Modelling in Depth: lm, gam, and wrap

This vignette covers the three modelling functions in ModelArray in detail. If you haven’t already, start with vignette("walkthrough") for the end-to-end workflow, and vignette("elements") for background on what an element is.

library(ModelArray)

# Using the PNC fixel demo data (see walkthrough for download instructions)
h5_path <- "~/Desktop/myProject/demo_FDC_n100.h5"
modelarray <- ModelArray(h5_path, scalar_types = c("FDC"))
phenotypes <- read.csv("~/Desktop/myProject/cohort_FDC_n100.csv")

Linear models with `ModelArray.lm()`

Basic usage

ModelArray.lm() fits lm() independently at every element. Define a formula with the scalar name as the response variable:

formula.lm <- FDC ~ Age + sex + dti64MeanRelRMS

result <- ModelArray.lm(formula.lm, modelarray, phenotypes, "FDC",
  element.subset = 1:100
)

Output columns

By default, for each term (Intercept, Age, sex, etc.) the output includes:

Column	Description
`<term>.estimate`	Coefficient estimate (slope)
`<term>.statistic`	t-statistic
`<term>.p.value`	Uncorrected p-value
`<term>.p.value.fdr`	FDR-corrected p-value

And for the overall model:

Column	Description
`model.adj.r.squared`	Adjusted R-squared
`model.p.value`	Model F-test p-value
`model.p.value.fdr`	FDR-corrected model p-value

More comprehensive output

Use full.outputs = TRUE to get additional statistics:

result_full <- ModelArray.lm(formula.lm, modelarray, phenotypes, "FDC",
  element.subset = 1:100,
  full.outputs = TRUE
)

P-value correction

By default, FDR correction is applied. You can request additional correction methods:

result <- ModelArray.lm(formula.lm, modelarray, phenotypes, "FDC",
  element.subset = 1:100,
  correct.p.value.terms = c("fdr", "bonferroni")
)

This adds <term>.p.value.bonferroni columns alongside the FDR-corrected ones.

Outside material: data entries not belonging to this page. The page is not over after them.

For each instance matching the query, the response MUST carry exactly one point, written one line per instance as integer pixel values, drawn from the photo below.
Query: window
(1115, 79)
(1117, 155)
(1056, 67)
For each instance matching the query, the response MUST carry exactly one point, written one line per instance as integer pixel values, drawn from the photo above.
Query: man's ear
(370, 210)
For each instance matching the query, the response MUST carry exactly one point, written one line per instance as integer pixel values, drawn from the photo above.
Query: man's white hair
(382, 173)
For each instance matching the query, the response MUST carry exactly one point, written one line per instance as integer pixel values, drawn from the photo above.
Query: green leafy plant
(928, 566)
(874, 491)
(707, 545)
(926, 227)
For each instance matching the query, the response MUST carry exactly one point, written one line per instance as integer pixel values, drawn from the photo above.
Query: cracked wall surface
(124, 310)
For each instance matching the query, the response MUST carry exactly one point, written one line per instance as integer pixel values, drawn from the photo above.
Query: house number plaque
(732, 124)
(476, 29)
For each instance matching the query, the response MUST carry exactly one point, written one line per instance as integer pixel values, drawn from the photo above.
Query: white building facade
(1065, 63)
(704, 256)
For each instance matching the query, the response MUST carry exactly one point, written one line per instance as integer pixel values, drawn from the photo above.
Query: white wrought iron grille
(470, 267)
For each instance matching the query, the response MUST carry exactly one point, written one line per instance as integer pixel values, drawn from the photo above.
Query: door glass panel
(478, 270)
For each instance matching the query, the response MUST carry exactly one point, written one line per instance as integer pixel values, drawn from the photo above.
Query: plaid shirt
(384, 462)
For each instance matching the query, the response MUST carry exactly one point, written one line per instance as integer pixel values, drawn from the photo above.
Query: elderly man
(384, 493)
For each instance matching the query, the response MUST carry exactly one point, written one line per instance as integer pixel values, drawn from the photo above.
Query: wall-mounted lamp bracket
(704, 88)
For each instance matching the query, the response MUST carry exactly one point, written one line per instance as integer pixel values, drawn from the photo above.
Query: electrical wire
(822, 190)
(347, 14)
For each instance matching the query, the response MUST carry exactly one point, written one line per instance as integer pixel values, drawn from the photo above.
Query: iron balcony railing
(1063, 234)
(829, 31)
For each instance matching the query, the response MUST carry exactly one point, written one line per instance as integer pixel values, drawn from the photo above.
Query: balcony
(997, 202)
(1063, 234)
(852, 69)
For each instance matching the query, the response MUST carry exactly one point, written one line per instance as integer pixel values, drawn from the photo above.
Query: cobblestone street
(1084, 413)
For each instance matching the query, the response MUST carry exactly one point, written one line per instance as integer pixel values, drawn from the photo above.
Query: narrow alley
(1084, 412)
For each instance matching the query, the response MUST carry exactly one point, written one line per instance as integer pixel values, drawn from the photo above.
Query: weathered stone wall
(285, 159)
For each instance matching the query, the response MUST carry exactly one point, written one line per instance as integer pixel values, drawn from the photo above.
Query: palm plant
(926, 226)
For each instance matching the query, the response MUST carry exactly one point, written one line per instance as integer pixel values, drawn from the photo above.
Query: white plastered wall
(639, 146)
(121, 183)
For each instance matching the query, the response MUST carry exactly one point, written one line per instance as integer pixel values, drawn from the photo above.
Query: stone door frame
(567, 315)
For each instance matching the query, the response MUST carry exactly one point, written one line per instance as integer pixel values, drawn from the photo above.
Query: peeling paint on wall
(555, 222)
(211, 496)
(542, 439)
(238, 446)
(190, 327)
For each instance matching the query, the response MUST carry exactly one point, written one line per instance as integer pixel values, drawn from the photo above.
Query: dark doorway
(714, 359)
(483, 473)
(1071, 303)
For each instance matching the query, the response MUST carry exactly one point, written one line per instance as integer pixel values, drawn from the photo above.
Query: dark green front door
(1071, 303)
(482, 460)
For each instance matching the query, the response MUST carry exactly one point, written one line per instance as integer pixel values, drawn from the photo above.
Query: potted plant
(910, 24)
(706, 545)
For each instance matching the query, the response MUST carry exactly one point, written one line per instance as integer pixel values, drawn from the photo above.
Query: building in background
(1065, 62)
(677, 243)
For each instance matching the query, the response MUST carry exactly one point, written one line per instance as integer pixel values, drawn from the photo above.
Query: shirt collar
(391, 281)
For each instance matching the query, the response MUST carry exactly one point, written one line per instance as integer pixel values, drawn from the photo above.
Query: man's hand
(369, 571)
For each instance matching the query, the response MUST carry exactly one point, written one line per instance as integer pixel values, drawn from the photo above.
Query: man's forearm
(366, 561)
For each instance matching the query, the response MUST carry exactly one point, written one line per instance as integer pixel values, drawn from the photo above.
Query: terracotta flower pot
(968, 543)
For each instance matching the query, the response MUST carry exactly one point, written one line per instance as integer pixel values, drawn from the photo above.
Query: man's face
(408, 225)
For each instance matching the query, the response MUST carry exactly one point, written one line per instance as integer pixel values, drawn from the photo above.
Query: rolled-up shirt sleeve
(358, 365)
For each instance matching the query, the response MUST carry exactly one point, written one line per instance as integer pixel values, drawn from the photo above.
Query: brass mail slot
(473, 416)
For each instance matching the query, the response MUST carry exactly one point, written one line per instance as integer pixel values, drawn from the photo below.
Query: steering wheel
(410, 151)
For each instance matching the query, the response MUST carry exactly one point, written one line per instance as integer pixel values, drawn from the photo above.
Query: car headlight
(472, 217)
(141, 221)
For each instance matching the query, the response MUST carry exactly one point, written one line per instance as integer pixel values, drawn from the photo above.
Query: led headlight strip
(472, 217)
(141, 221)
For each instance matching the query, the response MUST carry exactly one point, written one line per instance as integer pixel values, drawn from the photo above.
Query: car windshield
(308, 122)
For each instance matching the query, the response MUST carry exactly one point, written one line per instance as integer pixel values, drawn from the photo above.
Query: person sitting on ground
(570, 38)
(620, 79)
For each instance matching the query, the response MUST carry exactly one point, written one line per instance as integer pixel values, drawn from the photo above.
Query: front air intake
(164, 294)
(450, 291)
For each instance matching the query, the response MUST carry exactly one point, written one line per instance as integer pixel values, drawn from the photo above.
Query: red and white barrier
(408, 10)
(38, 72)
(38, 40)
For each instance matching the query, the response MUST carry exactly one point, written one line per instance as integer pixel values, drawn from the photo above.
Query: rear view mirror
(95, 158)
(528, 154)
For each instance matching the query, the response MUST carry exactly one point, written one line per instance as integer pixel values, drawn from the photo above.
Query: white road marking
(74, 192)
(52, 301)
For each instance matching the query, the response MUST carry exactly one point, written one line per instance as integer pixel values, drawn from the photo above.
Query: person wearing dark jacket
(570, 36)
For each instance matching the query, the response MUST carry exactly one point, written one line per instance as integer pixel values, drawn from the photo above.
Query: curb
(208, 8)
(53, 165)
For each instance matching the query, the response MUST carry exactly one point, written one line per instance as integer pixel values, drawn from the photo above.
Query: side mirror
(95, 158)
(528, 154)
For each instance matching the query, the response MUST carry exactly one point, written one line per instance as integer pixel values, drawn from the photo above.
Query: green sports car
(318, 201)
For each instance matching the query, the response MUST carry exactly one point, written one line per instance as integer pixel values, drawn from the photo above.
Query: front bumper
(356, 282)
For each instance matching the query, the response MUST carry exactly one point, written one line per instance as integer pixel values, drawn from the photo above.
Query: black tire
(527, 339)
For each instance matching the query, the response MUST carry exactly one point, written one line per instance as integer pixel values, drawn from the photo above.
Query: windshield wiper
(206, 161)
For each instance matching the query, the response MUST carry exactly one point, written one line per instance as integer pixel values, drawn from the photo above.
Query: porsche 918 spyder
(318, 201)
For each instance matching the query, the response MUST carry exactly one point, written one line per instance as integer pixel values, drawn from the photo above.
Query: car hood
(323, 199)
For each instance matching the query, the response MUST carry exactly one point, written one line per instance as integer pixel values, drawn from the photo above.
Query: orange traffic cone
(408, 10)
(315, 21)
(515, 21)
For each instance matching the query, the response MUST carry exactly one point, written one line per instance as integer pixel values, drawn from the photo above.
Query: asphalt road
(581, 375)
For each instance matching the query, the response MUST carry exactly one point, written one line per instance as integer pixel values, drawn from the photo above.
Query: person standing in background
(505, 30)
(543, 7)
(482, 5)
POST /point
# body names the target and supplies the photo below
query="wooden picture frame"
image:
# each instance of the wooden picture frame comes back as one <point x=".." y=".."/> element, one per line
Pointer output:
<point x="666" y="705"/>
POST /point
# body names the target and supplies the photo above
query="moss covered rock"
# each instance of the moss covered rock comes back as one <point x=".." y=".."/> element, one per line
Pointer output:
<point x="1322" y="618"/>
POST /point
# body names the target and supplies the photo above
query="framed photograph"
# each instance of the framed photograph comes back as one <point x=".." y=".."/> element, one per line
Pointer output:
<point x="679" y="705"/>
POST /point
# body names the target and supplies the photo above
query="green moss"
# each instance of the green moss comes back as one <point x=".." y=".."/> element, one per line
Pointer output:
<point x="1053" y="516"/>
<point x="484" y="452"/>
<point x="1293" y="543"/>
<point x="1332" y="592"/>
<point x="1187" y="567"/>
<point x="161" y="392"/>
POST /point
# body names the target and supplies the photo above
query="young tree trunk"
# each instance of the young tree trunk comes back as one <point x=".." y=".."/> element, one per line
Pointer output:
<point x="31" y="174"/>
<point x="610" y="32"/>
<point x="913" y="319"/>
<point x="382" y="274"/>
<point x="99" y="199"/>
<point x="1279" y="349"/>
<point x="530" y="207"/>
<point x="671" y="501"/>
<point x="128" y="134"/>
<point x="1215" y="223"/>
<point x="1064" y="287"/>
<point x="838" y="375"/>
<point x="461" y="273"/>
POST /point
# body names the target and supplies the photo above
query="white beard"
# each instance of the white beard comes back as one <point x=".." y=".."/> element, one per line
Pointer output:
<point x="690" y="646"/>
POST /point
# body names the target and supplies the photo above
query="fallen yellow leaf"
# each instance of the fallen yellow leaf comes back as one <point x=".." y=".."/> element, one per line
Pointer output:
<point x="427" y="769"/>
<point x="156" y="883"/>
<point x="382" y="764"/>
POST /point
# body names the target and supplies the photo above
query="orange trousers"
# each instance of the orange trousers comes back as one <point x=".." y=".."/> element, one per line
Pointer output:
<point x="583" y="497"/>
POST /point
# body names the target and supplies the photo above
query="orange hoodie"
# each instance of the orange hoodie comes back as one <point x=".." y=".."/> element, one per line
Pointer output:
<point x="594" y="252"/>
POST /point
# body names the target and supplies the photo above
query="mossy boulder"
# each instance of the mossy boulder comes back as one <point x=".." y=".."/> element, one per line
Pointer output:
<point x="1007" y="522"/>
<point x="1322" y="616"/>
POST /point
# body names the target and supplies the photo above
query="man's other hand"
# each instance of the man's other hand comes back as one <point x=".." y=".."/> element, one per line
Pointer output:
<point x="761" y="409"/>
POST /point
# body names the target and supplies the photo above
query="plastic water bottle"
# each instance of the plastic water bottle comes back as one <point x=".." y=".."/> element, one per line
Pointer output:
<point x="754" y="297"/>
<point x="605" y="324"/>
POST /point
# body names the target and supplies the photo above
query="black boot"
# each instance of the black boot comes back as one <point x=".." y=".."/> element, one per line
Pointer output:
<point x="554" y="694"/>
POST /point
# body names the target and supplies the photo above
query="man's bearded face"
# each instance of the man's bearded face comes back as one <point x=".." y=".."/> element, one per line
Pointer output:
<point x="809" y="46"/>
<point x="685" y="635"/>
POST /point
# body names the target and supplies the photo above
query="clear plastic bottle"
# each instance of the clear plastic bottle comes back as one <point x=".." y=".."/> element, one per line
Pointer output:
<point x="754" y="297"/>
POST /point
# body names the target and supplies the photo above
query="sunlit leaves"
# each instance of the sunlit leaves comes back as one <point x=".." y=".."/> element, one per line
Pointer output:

Generalized Additive Models with `ModelArray.gam()`

GAMs are useful when you expect nonlinear relationships - for example, nonlinear changes in brain structure across the lifespan.

Basic usage

Use s() to specify smooth terms. The k parameter sets an upper limit on the degrees of freedom for the smooth function:

formula.gam <- FDC ~ s(Age, k = 4) + sex + dti64MeanRelRMS

result <- ModelArray.gam(formula.gam, modelarray, phenotypes, "FDC",
  element.subset = 1:100,
  method = "REML"
)

ModelArray prints a summary of the smooth term settings when you run this:

The formula requested: FDC ~ s(Age, k = 4) + sex + dti64MeanRelRMS
s(Age):   k = 4;   fx = FALSE (default);   bs = tp (default)
method = REML (default: GCV.Cp)

Output columns

GAM output differs from lm for smooth terms vs parametric terms:

Smooth terms (e.g., s(Age)):

Column	Description
`s_Age.statistic`	F-statistic for the smooth
`s_Age.p.value`	Uncorrected p-value
`s_Age.p.value.fdr`	FDR-corrected p-value

Parametric terms (e.g., sex, dti64MeanRelRMS):

Column	Description
`<term>.estimate`	Coefficient estimate
`<term>.statistic`	t-statistic
`<term>.p.value`	Uncorrected p-value

Model-level:

Column	Description
`model.dev.expl`	Proportion of null deviance explained

P-value correction for GAMs

Smooth terms and parametric terms have separate correction arguments:

result <- ModelArray.gam(formula.gam, modelarray, phenotypes, "FDC",
  element.subset = 1:100,
  correct.p.value.smoothTerms = c("fdr", "bonferroni"),
  correct.p.value.parametricTerms = c("fdr", "bonferroni"),
  method = "REML"
)

Smooth term options

ModelArray supports the full range of mgcv::gam() smooth terms:

s(): penalized regression splines (default thin-plate, bs = "tp")
te(), ti(), t2(): tensor product smooths for interactions between continuous variables

The fx parameter controls whether the smooth is penalized (fx = FALSE, the default) or unpenalized/fixed (fx = TRUE). The bs parameter selects the basis type.

GAM formula helpers

ModelArray provides two helper functions for common GAM formula patterns:

Factor-smooth interaction (gen_gamFormula_fxSmooth): Generates y ~ orderedFactor + s(x) + s(x, by=orderedFactor):

result <- gen_gamFormula_fxSmooth(
  response.var = "FDC",
  factor.var = "group",
  smooth.var = "Age",
  phenotypes = phenotypes,
  reference.group = "control",
  fx = TRUE, k = 4
)
formula <- result$formula
phenotypes <- result$phenotypes # may contain new ordered factor column

Continuous interaction (gen_gamFormula_contIx): Generates y ~ ti(x) + ti(z) + ti(x, z):

formula <- gen_gamFormula_contIx(
  response.var = "FDC",
  cont1.var = "Age",
  cont2.var = "BMI",
  fx = TRUE, k = 4
)

Custom functions with `ModelArray.wrap()`

ModelArray.wrap() lets you run any R function across all elements, using ModelArray’s efficient looping and parallelization machinery.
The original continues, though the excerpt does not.